🇩🇪 Deutsche Version: Absolutes Sein

The unconditioned, self-subsistent, necessary being. Required philosophically (not theologically) as the ultimate ground of contingent being. In the Thomistic tradition: ipsum esse subsistens.

Absolute Being stands opposed to Possible Being. All contingent being could also not be. Absolute Being, by contrast, is necessary and carries the ground of its being within itself.

The question of Absolute Being arises from the contingency of all finite being. No contingent entity can have the sufficient ground of its being within itself. The chain of dependencies must be grounded in a last term that is no longer dependent — in Absolute Being. This is not a theological postulate, but a philosophical necessity (cf. Bexten 2017, pp. 186–192).

Ontological classification:

  • Superordinate concept: entity, archphenomenon

Ontological relations:

  • is the ultimate ground of contingent being

Chapter assignment: Chapter 4: Personhood (German)

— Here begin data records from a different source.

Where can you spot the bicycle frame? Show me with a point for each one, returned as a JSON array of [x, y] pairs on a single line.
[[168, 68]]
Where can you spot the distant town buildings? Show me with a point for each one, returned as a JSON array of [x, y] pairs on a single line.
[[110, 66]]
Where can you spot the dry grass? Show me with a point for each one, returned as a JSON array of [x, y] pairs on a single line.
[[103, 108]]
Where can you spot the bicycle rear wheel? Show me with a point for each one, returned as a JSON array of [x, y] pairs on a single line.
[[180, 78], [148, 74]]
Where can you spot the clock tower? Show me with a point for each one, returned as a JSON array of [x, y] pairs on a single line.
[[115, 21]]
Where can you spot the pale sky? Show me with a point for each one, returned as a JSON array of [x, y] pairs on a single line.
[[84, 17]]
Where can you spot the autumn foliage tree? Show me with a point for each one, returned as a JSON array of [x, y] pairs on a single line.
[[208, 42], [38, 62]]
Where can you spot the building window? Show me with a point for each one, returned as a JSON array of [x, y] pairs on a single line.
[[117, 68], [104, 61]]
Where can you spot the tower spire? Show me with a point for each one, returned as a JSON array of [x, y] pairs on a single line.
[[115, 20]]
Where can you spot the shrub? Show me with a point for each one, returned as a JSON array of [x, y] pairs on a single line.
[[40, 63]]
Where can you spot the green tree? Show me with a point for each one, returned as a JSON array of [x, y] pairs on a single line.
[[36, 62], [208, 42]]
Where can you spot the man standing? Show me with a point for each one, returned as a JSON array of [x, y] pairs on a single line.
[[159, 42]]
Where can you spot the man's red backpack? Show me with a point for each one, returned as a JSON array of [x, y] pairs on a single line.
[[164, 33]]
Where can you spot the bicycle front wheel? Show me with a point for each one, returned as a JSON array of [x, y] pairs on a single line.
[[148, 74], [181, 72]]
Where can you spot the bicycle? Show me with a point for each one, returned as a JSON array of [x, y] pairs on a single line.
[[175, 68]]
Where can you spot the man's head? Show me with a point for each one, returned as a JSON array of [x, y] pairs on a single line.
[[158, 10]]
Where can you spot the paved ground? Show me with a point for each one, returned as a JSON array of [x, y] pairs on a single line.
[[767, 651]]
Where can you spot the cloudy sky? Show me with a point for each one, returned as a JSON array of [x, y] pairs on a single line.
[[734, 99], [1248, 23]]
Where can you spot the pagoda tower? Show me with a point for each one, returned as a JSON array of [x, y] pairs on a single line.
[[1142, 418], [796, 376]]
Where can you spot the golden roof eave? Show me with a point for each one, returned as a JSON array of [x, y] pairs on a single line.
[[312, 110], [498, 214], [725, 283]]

Sources: Generated by querying the Personhood ontology.

Further sources:

  • Thomas Aquinas: Summa Theologiae I, q. 2, a. 3 (the five ways of demonstrating the existence of God as ipsum esse subsistens). Transl. Fathers of the English Dominican Province. New York: Benziger Bros., 1947.
  • Seifert, Josef (1987): Back to ‘Things in Themselves’. A Phenomenological Foundation for Classical Realism. London/New York: Routledge & Kegan Paul (on the philosophical ultimate grounding of being).